4/02/2014

Quick & easy way to mount Google Glass onto eyeglasses

I recently got my Google Glass. I was very excited about the product and the future of head mount displays in general but a very practical problem arose as soon as I tried to setup the device: I wear prescription lenses and without them I cannot see anything on the Glass display.

After giving up the sophisticated idea of 3D printing some custom mounting parts, I had a hack solution: twist ties! (https://www.google.com/search?q=twist+ties the malleable metal wires that often appear around your new gadgets' charger/USB/headset cables)

I happen to have kept, or rather that I haven't thrown them out yet, some twist ties from my Kinect package: they are long and they have good-looking insulator skin. I imagine that the availability of such material should not be a problem for people owning electronic gadgets. I immediately anchored Glass onto my prescription frame with two of them. They worked terrifically since the first setup.

my eyeglasses with Google Glass mounted
To keep enough space between the lens and Glass, a little touch sensitive space (anterior to the anterior twist tie) is sacrificed. But I had no trouble using the touch pad between the ties.

details of the anterior twist tie

details of the posterior twist tie

I secured the first tie on the front piece instead of the tempo. This prevents my eyeglass from folding but that was okay for me.
I think this works nicely on my eyeglasses because the side is rectangular providing enough support. The malleability of the twist ties offer a lot of room for adjustment and experimentation. The other important thing is that this method does not damage Glass.
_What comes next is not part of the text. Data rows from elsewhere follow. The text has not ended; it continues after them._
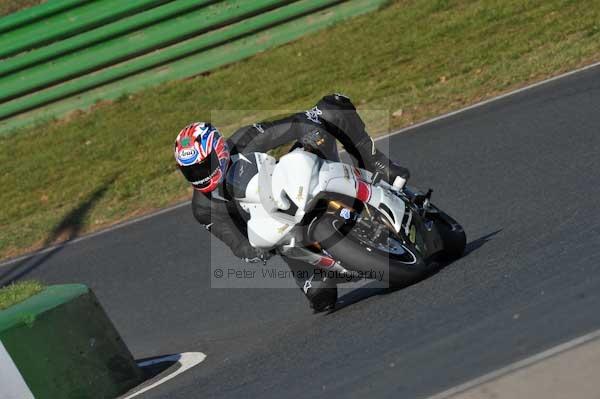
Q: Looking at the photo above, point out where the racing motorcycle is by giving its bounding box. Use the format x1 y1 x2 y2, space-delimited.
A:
226 148 466 287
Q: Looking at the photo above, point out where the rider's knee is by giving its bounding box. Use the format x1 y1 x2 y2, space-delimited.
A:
317 93 356 114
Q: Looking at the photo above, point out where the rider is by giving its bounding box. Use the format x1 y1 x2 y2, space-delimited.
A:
175 94 410 311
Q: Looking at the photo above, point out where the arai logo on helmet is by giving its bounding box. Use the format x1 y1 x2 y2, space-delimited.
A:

If you decide to try this, remember to twist the ties at the end to provide enough tension. And the usual disclaimer applies, this solution works for me and I believe that it works in general but I don't know if it will work in your case and I cannot be responsible for its consequences. So proceed with caution and common sense.

Update: you will need to detach Glass from its original frame first by unscrewing the Torx screw near the camera button (the screw stays in the socket afterwards as seen in the images).

10/17/2013

Fixing Galaxy Nexus's IMEI Number

I have been using Galaxy Nexus for quite some time and it worked fine as an everyday+development phone until its IMEI number got blocked on T-Mobile recently. If your IMEI number is 004999010640000 (you can see your IMEI number by dialing *#06#), then this post might help you restore your connectivity. It did for me: I got my GN off eBay long ago. It was a DoCoMo phone from Japan and it was unlocked with the F*ckDoCoMo app by the seller.

For the confused audience

You used Galaxy Nexus on T-Mobile (or other networks) and someday you found it suddenly stop to register onto the cellular network. After rounds of unhelpful customer service calls, you were told that your IMEI number (004999010640000) is blocked on the T-Mobile network (and possibly other networks too). Furthermore, the customer representative could do absolutely nothing about it (aside from filing an effectless unblock request). If you have a blocked IMEI other than the stated one, this post will not help: it does NOT teach you how to change to an arbitrary IMEI. Legality aside, software-based IMEI change on Galaxy Nexus seems to remain an unsolved problem (unlike some other phones). 

Solution

The gist of my approach is to restore the original, unique IMEI number (it is on the sticker on the back of your phone under the battery) from your phone's /factory/.nv_data.bak file. And if you do your backups right, you shouldn't lose any of your data. The usual disclaimer for hacking guides applies: It worked for me and I believe it works in principle, but I cannot guarantee that it will work for you and I cannot be responsible for any damage. 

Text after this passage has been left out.